Amanda Giovacco, an audience member, alleged that she was injured while attending a concert at Madison Square Garden. Aubrey Drake was the featured performer. Giovacco was hit in the head by an aluminum bottle thrown from the crowd. Litigation ensued. MSG and Live Nation moved to dismiss the complaint. Giovacco moved for summary judgment.
Live Nation, as promoter and producer of the concert, entered into an agreement with Drake’s production company, Away From Home Touring, Inc. The contract required Live Nation to provide security for the event. Live Nation also entered into a license agreement with MSG, the owner and operator of the Garden. Pursuant to the license agreement, Live Nation was allowed to use the arena for the concert and MSG was to provide security officers for the event.
Drake, as the performing artist, established prima facie that he owed no duty of care to Giovacco because he was not a party to the agreement between Drake’s production company and Live Nation. In opposition, Giovacco failed to raise an issue of fact as to the applicability of any of the exceptions to the general rule that a contractual obligation does not give rise to tort liability in favor of a third party. Giovacco did not provide any evidence that Drake launched a force or instrument of harm; or Drake had a contractual obligation to provide security at the concert; or there was any basis for her to claim that she reasonably relied to her detriment on Drake’s continued performance of his purported contractual obligation to Live Nation. And the record clearly demonstrated that Drake did not have complete control over the safety and security of Madison Square Garden, thereby displacing Live Nation’s duties.

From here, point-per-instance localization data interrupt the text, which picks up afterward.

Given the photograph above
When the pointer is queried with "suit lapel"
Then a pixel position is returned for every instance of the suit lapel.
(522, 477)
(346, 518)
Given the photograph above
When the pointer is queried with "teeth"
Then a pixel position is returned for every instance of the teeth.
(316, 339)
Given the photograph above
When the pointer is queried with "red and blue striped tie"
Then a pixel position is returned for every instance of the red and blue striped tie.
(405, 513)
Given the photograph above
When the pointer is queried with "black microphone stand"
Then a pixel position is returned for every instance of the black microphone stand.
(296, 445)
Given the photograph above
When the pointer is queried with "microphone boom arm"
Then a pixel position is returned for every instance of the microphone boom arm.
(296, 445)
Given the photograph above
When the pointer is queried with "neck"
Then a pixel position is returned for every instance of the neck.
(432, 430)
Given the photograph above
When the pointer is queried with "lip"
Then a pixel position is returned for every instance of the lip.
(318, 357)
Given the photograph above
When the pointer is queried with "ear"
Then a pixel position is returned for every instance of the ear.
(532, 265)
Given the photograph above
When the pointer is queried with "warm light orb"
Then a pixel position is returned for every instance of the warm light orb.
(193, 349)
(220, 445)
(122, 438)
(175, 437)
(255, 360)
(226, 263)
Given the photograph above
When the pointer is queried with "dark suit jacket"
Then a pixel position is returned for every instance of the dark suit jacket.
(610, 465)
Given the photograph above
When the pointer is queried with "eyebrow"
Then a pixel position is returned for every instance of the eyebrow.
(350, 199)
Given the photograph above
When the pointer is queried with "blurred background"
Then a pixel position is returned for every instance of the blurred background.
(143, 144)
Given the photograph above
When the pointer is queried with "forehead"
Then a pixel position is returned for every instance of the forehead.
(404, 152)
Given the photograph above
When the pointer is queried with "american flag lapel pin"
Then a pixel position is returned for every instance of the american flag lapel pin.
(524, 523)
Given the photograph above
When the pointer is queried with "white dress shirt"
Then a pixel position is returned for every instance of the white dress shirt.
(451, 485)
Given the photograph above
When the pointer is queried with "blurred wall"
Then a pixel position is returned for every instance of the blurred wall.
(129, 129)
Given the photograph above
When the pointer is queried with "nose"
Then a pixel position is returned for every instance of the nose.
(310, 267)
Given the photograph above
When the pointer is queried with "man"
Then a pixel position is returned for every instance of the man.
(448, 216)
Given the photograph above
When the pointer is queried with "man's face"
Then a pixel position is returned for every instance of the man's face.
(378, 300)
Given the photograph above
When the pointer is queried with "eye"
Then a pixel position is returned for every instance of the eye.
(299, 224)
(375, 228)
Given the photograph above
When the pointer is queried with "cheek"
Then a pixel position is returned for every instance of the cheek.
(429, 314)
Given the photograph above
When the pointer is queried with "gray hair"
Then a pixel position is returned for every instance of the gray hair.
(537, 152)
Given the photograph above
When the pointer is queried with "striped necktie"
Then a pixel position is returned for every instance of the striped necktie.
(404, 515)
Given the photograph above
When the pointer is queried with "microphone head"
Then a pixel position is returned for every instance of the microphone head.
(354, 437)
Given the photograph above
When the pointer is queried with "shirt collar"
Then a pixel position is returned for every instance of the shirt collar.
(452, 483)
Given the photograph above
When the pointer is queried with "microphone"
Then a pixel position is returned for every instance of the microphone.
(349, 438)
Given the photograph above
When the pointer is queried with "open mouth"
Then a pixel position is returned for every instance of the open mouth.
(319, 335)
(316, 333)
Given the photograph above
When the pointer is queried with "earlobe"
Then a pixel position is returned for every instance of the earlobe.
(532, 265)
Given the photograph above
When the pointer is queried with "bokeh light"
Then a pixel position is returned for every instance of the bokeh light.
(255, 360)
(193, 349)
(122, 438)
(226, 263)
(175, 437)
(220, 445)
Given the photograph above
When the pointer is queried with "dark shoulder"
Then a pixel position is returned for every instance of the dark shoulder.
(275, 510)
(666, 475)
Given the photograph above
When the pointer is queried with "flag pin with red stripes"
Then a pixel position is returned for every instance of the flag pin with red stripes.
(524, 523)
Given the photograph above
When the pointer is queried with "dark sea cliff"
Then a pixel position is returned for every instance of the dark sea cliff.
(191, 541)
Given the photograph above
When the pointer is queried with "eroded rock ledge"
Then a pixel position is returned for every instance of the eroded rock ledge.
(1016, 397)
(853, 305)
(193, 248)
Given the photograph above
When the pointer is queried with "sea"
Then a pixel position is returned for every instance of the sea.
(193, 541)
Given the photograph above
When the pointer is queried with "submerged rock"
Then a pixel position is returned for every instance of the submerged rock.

However, Live Nation, as promoter and producer of the event, had a responsibility to ensure that the large crowd the event attracted for its financial gain did not pose an unreasonable risk to the concertgoers. By alleging that members of the crowd were throwing projectiles throughout the evening, Giovacco raised a triable issue of fact with respect to whether Live Nation had actual or constructive notice of the unsafe crowd conditions that caused her injuries. Moreover, testimony provided by Live Nation, along with the license agreement, established that Live Nation coordinated security with MSG.
And the Court denied Giovacco’s cross motion for summary judgment as against MSG—because she failed to demonstrate the absence of material facts with respect to foreseeability and proximate cause.